Half an hour with a map and Wikipedia should give you a sense of the pattern of place names... and a good idea of the words you'll need. Here is an exhaustive list of such elements from English place names. By the way, this is the exact method used by Ed Greenwood to construct many of the names in the Forgotten Realms. It's a method that works whether you render the names in plain English or translate them into some other language, although it does presuppose both a roughly medieval western European culture and roughly Indo-European language. Names in the Japanese pattern, for example, are very differently constructed, so for something more exotic you may want to range further afield.

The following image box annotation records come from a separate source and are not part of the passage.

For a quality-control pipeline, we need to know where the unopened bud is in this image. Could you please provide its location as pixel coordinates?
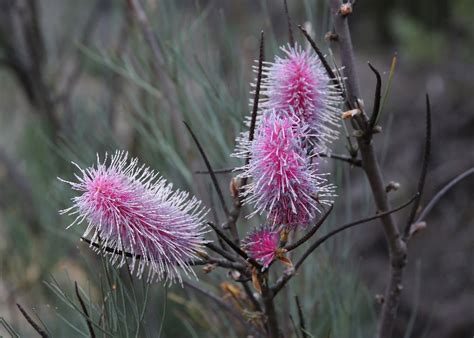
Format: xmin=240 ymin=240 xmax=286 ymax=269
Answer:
xmin=324 ymin=31 xmax=339 ymax=41
xmin=385 ymin=181 xmax=400 ymax=192
xmin=202 ymin=264 xmax=216 ymax=273
xmin=229 ymin=177 xmax=239 ymax=198
xmin=339 ymin=2 xmax=352 ymax=16
xmin=342 ymin=108 xmax=360 ymax=120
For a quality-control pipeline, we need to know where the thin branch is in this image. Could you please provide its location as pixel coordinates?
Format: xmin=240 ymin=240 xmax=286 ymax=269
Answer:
xmin=205 ymin=243 xmax=235 ymax=262
xmin=242 ymin=282 xmax=262 ymax=311
xmin=194 ymin=168 xmax=235 ymax=174
xmin=295 ymin=296 xmax=309 ymax=338
xmin=285 ymin=204 xmax=334 ymax=251
xmin=224 ymin=31 xmax=265 ymax=244
xmin=183 ymin=121 xmax=229 ymax=215
xmin=74 ymin=282 xmax=96 ymax=338
xmin=298 ymin=25 xmax=340 ymax=86
xmin=404 ymin=94 xmax=431 ymax=240
xmin=242 ymin=31 xmax=265 ymax=169
xmin=259 ymin=274 xmax=280 ymax=338
xmin=283 ymin=0 xmax=295 ymax=47
xmin=271 ymin=194 xmax=418 ymax=296
xmin=331 ymin=0 xmax=361 ymax=106
xmin=367 ymin=62 xmax=382 ymax=134
xmin=16 ymin=303 xmax=49 ymax=338
xmin=317 ymin=153 xmax=362 ymax=167
xmin=128 ymin=0 xmax=164 ymax=71
xmin=415 ymin=167 xmax=474 ymax=223
xmin=207 ymin=222 xmax=262 ymax=271
xmin=331 ymin=0 xmax=407 ymax=338
xmin=81 ymin=237 xmax=142 ymax=259
xmin=81 ymin=237 xmax=247 ymax=274
xmin=183 ymin=280 xmax=247 ymax=327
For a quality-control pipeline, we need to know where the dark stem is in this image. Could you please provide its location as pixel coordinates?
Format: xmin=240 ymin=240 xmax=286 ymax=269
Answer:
xmin=259 ymin=276 xmax=280 ymax=338
xmin=415 ymin=167 xmax=474 ymax=223
xmin=224 ymin=31 xmax=265 ymax=244
xmin=331 ymin=0 xmax=407 ymax=338
xmin=183 ymin=280 xmax=247 ymax=327
xmin=194 ymin=168 xmax=235 ymax=174
xmin=317 ymin=153 xmax=362 ymax=167
xmin=295 ymin=296 xmax=309 ymax=338
xmin=368 ymin=62 xmax=382 ymax=134
xmin=205 ymin=243 xmax=235 ymax=262
xmin=283 ymin=0 xmax=295 ymax=47
xmin=183 ymin=121 xmax=229 ymax=215
xmin=404 ymin=94 xmax=431 ymax=240
xmin=285 ymin=204 xmax=334 ymax=251
xmin=298 ymin=25 xmax=337 ymax=82
xmin=271 ymin=194 xmax=418 ymax=296
xmin=74 ymin=282 xmax=96 ymax=338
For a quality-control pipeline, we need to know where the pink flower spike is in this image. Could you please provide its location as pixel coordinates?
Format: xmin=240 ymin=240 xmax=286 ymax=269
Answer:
xmin=239 ymin=110 xmax=334 ymax=228
xmin=60 ymin=151 xmax=206 ymax=284
xmin=262 ymin=45 xmax=342 ymax=152
xmin=242 ymin=226 xmax=280 ymax=268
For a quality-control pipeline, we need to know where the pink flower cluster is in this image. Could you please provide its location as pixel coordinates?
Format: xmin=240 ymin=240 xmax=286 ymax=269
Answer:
xmin=62 ymin=152 xmax=206 ymax=283
xmin=237 ymin=46 xmax=341 ymax=267
xmin=262 ymin=45 xmax=341 ymax=151
xmin=242 ymin=226 xmax=280 ymax=268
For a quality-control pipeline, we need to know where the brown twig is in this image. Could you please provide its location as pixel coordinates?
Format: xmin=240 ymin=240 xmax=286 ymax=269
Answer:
xmin=285 ymin=204 xmax=334 ymax=251
xmin=367 ymin=62 xmax=382 ymax=134
xmin=207 ymin=222 xmax=262 ymax=271
xmin=259 ymin=274 xmax=280 ymax=338
xmin=283 ymin=0 xmax=295 ymax=47
xmin=224 ymin=31 xmax=265 ymax=244
xmin=295 ymin=296 xmax=309 ymax=338
xmin=271 ymin=194 xmax=418 ymax=296
xmin=317 ymin=153 xmax=362 ymax=167
xmin=331 ymin=0 xmax=407 ymax=338
xmin=415 ymin=167 xmax=474 ymax=223
xmin=183 ymin=280 xmax=247 ymax=327
xmin=183 ymin=121 xmax=229 ymax=215
xmin=194 ymin=168 xmax=235 ymax=174
xmin=404 ymin=94 xmax=431 ymax=241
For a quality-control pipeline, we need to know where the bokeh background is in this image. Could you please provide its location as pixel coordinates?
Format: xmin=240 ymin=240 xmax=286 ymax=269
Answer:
xmin=0 ymin=0 xmax=474 ymax=338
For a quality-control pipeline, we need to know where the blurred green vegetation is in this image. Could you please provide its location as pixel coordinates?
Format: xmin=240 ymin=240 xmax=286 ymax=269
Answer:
xmin=0 ymin=0 xmax=474 ymax=337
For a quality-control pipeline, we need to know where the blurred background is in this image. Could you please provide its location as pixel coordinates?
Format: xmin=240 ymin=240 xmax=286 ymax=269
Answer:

So words for places like river, camp, hill, bay, port, field, mountain, farm, fort, crossing, woods, meadow.  And adjectives like rich, great, wide, tall, hale, and number and color words. With, say, ten or twenty from each group you should have sufficient fodder to start building names. Assign words from your word list to the meaning you've assembled.

Here's my sample starting list of thirty words:

element type meaning
dyw adj black
ethyrhn adj hallowed
fearm adj strong
frapa adj green
frha adj high
ges adj bold
reag adj old
hot adj ill-omened
shrapa adj fertile, verdant
therm adj grim
firhn n (place) hall
hlen n (place) tower
lanwra n (place) stone
lim n (place) river
llan n (place) valley
llyn n (place) farm
osyrhn n (place) river mouth
sirhn n (place) hill
sorhm n (place) ford
thra n (place) land
ashri n (thing) flower
chaurn n (thing) shield
eddra n (thing) song
ge n (thing) spear
hearhm n (thing) helm
hlynta n (thing) hound
tharn n (thing) bird of prey
thorn n (thing) hammer
warhn n (thing) chief, headman
wyrhn n (thing) king

This should be enough to get started with, and I made sure to include some elements that could be used in masculine or feminine personal names as well. Now we are almost ready to commence the actual world building, once we know how words can be put together.